While company officials admit there were serious problems with the wastewater treatment process, they have repeatedly said they do not believe those issues led to the high nitrate levels found in drinking water wells to the west.

RELATED:Millsboro neighbors: How long have we been drinking tainted water?

Attorney Michael Parkowski, representing Mountaire, said Sussex County is known to have historically high nitrate levels in its groundwater. Improper disposal of poultry waste, excess fertilizer applied to feed corn crops and ongoing issues with septic systems and cesspools are more likely to blame for contaminated groundwater, he said.

In addition, groundwater flow models show the water generally moves from north to south toward the Indian River. A 2010 model shows groundwater from Mountaire’s spray operations generally moves south and southeast, not to the west where many residents have found their wells to contain nitrates far above the safe drinking water standard of 10 milligrams per liter.

He said a DNREC expert estimated groundwater flows at a rate of about 50 feet per year, or less than half a foot per day.

However, hydrogeologist Scott Andres with the University of Delaware's Delaware Geological Survey told The News Journal in a December interview that groundwater typically flows at a rate of about 1 to 3 feet per day. And if there is a significant rain event – or additional water from spray irrigation – added to the natural system, groundwater could move much more quickly.

“Think of it like a pipe,” he said. “The more pressure you build up, the faster it will move.”

Andres said nitrate pollution in the area has been around for a long time, and data from when Townsend owned the plant showed high levels of nitrates in the groundwater.

More than 200 residents attended a meeting hosted by lawyers on Jan. 8 to learn more about the recent violations at Mountaire Farms' Millsboro-area plant.

“As we’ve looked at the impacts of agriculture and wastewater disposal from domestic septic systems, there is a substantial amount of nitrogen in the ground from those practices that’s been there for 40-50 years,” he said. “It’s going to be there for another 40-50 years even if we stop putting it on the ground today.

"Is it from Mountaire?
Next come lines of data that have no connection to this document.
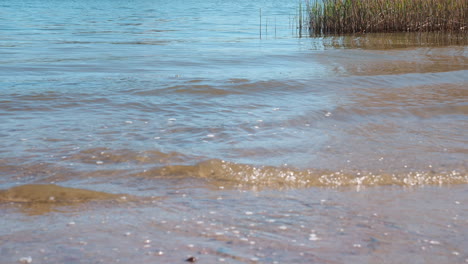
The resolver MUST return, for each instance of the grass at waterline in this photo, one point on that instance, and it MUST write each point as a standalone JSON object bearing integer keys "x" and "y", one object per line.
{"x": 352, "y": 16}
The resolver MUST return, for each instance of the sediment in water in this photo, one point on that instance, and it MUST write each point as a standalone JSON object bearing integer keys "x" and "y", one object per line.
{"x": 50, "y": 193}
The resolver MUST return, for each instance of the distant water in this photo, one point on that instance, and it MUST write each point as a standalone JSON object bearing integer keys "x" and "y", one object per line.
{"x": 228, "y": 136}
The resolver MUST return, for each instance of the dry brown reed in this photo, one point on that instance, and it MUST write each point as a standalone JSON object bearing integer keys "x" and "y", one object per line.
{"x": 352, "y": 16}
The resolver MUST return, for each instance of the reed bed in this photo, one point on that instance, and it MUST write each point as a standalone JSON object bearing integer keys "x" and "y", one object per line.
{"x": 352, "y": 16}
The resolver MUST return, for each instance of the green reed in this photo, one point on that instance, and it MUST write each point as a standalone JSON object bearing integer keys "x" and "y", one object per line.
{"x": 352, "y": 16}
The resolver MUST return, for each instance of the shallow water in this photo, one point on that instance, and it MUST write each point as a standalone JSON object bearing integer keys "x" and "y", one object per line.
{"x": 202, "y": 137}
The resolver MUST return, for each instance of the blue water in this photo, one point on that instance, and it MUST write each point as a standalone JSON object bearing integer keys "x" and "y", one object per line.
{"x": 229, "y": 135}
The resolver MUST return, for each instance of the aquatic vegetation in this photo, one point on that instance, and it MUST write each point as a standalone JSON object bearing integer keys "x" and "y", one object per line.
{"x": 352, "y": 16}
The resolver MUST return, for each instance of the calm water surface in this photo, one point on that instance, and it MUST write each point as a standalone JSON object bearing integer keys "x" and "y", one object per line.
{"x": 195, "y": 128}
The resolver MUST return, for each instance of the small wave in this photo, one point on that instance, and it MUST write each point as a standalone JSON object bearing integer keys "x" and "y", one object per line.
{"x": 50, "y": 193}
{"x": 242, "y": 175}
{"x": 103, "y": 155}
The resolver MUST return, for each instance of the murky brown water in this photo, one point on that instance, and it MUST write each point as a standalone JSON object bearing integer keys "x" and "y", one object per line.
{"x": 163, "y": 131}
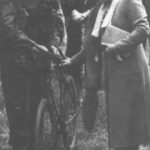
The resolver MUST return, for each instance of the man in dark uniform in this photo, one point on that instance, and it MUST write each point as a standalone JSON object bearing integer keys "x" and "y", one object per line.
{"x": 146, "y": 3}
{"x": 27, "y": 27}
{"x": 74, "y": 30}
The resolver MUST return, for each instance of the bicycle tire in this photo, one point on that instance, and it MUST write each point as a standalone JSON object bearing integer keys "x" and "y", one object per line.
{"x": 69, "y": 109}
{"x": 45, "y": 132}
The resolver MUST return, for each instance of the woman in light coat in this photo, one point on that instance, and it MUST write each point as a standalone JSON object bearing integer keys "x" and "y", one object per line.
{"x": 127, "y": 82}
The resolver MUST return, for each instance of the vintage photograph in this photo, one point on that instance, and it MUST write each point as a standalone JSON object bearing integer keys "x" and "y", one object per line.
{"x": 74, "y": 74}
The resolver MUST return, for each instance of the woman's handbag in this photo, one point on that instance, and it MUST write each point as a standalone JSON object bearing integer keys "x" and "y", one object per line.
{"x": 113, "y": 34}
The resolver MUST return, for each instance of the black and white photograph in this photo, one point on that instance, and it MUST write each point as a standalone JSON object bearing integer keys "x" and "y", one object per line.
{"x": 74, "y": 74}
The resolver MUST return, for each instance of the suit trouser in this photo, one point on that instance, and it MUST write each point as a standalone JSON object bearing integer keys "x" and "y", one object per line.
{"x": 22, "y": 93}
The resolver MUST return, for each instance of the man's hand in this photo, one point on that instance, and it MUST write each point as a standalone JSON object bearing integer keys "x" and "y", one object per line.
{"x": 55, "y": 50}
{"x": 77, "y": 16}
{"x": 66, "y": 62}
{"x": 110, "y": 49}
{"x": 42, "y": 48}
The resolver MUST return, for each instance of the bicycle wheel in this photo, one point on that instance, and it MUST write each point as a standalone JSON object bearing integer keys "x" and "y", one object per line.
{"x": 45, "y": 133}
{"x": 69, "y": 111}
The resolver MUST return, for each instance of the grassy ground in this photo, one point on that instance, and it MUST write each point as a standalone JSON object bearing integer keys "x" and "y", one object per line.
{"x": 97, "y": 140}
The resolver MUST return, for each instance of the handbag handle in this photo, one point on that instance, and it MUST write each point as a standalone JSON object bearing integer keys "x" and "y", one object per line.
{"x": 108, "y": 18}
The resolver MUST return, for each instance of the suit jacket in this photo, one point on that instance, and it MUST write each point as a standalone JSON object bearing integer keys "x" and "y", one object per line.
{"x": 127, "y": 81}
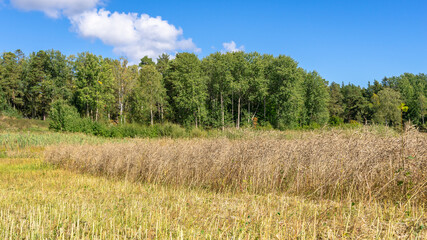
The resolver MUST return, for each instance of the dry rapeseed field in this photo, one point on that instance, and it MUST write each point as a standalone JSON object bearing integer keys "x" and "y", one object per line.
{"x": 330, "y": 185}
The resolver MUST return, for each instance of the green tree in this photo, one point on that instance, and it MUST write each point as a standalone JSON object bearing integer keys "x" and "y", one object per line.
{"x": 11, "y": 74}
{"x": 285, "y": 92}
{"x": 355, "y": 104}
{"x": 150, "y": 81}
{"x": 316, "y": 98}
{"x": 187, "y": 89}
{"x": 387, "y": 107}
{"x": 217, "y": 68}
{"x": 94, "y": 85}
{"x": 335, "y": 106}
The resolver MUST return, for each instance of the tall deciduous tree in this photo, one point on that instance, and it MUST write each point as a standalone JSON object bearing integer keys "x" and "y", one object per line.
{"x": 316, "y": 98}
{"x": 387, "y": 107}
{"x": 188, "y": 88}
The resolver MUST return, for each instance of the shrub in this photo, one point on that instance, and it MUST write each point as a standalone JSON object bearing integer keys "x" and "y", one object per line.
{"x": 336, "y": 121}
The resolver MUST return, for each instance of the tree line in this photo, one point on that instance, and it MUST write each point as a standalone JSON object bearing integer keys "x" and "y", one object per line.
{"x": 222, "y": 90}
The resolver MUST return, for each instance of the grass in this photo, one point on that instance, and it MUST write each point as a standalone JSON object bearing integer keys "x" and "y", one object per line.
{"x": 332, "y": 165}
{"x": 38, "y": 201}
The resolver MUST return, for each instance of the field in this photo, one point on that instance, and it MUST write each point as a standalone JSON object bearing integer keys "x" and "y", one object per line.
{"x": 329, "y": 184}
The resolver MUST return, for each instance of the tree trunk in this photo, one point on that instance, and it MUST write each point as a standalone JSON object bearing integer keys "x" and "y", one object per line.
{"x": 87, "y": 109}
{"x": 222, "y": 113}
{"x": 249, "y": 111}
{"x": 161, "y": 107}
{"x": 238, "y": 114}
{"x": 264, "y": 109}
{"x": 232, "y": 106}
{"x": 151, "y": 115}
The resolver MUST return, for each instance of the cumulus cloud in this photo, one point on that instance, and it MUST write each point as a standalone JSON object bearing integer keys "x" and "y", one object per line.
{"x": 232, "y": 47}
{"x": 131, "y": 34}
{"x": 54, "y": 8}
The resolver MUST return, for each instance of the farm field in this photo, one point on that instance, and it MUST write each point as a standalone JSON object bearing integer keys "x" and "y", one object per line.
{"x": 81, "y": 187}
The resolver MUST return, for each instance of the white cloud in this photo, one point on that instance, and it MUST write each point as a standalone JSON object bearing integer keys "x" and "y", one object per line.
{"x": 54, "y": 8}
{"x": 131, "y": 34}
{"x": 232, "y": 47}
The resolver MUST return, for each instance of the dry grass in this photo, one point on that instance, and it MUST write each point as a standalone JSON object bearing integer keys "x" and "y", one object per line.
{"x": 41, "y": 202}
{"x": 352, "y": 166}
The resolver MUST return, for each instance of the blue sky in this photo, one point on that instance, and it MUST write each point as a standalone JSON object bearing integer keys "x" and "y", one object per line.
{"x": 345, "y": 41}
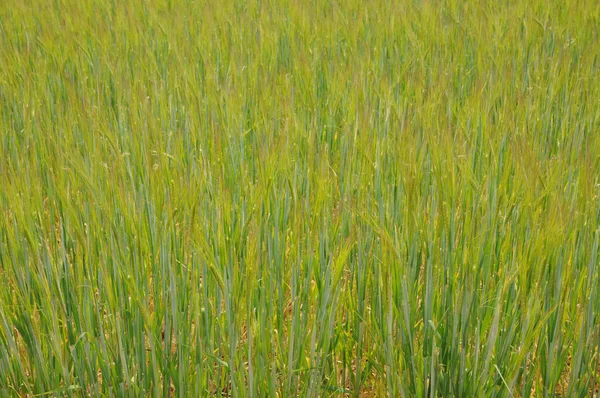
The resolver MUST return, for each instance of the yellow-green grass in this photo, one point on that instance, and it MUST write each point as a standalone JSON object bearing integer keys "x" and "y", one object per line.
{"x": 299, "y": 198}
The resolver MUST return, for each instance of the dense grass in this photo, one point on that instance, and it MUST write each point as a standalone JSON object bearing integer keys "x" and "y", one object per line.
{"x": 287, "y": 198}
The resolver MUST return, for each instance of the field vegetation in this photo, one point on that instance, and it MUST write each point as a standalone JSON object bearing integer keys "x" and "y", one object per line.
{"x": 278, "y": 198}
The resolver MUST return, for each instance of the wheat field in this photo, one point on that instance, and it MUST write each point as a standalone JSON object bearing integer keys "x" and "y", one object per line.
{"x": 285, "y": 198}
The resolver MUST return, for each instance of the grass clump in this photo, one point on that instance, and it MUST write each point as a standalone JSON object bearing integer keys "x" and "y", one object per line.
{"x": 285, "y": 198}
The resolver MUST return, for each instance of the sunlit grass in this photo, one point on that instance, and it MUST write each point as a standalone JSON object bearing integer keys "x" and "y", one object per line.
{"x": 285, "y": 198}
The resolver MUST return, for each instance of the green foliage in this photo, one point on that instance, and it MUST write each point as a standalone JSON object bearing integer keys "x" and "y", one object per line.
{"x": 285, "y": 198}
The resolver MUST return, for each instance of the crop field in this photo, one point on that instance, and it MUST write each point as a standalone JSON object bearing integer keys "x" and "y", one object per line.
{"x": 285, "y": 198}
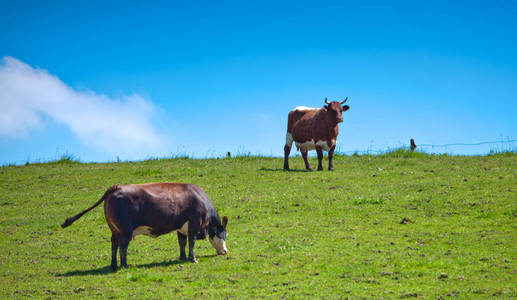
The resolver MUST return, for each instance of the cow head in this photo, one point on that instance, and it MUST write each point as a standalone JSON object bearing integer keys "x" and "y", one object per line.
{"x": 217, "y": 234}
{"x": 335, "y": 110}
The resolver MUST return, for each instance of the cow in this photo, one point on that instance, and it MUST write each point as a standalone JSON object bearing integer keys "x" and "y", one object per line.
{"x": 313, "y": 128}
{"x": 154, "y": 209}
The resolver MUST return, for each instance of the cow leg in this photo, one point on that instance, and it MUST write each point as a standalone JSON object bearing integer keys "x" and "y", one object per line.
{"x": 114, "y": 249}
{"x": 319, "y": 151}
{"x": 182, "y": 240}
{"x": 124, "y": 243}
{"x": 306, "y": 160}
{"x": 331, "y": 155}
{"x": 287, "y": 150}
{"x": 194, "y": 225}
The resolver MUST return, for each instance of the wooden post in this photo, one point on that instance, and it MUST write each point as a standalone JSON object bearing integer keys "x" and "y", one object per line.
{"x": 413, "y": 145}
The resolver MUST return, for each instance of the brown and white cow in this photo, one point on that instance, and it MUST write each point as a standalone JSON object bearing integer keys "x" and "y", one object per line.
{"x": 154, "y": 209}
{"x": 314, "y": 128}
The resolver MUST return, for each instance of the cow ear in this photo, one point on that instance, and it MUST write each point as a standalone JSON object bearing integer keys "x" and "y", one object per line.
{"x": 225, "y": 221}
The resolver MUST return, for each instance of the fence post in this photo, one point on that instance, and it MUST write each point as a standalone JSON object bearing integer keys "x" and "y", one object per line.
{"x": 413, "y": 145}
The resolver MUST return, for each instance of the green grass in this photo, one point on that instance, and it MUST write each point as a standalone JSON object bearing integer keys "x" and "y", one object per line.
{"x": 397, "y": 225}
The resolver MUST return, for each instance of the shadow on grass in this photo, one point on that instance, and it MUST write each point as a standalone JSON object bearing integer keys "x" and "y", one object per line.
{"x": 281, "y": 170}
{"x": 107, "y": 269}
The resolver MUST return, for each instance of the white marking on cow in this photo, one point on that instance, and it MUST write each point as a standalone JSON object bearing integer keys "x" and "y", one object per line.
{"x": 302, "y": 108}
{"x": 311, "y": 145}
{"x": 184, "y": 229}
{"x": 145, "y": 230}
{"x": 289, "y": 140}
{"x": 219, "y": 245}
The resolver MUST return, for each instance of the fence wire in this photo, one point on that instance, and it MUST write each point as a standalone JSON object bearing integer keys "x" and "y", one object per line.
{"x": 507, "y": 145}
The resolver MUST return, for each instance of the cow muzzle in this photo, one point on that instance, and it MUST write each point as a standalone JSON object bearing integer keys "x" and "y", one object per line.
{"x": 219, "y": 245}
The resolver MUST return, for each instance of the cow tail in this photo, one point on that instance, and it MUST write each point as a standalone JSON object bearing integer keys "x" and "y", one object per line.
{"x": 71, "y": 220}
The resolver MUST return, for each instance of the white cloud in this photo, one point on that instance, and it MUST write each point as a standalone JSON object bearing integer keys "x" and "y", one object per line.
{"x": 121, "y": 126}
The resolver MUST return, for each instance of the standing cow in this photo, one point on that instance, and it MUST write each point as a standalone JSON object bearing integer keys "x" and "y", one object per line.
{"x": 154, "y": 209}
{"x": 313, "y": 128}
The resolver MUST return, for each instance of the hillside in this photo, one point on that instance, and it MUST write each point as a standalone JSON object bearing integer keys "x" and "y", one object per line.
{"x": 395, "y": 225}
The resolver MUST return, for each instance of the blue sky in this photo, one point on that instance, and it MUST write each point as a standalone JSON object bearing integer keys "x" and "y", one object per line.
{"x": 137, "y": 80}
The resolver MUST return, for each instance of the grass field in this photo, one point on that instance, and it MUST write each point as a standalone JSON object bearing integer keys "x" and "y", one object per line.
{"x": 398, "y": 225}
Is it from the farm field a mile away that grew corn for 50 years? I don’t know. That’s a really tough one. You’d have to spend some time and energy and collect a lot more information to be able to prove the link.”

That’s just what lawyers are planning to do. Two Delaware firms are investigating the groundwater contamination separately, and working with law firms from Baltimore and Washington, D.C., to collect clients and file possible lawsuits against Mountaire.

“We want to resolve this,” Tirrell said. “We live here. We’re not coming in and then leaving. We want to be good neighbors.”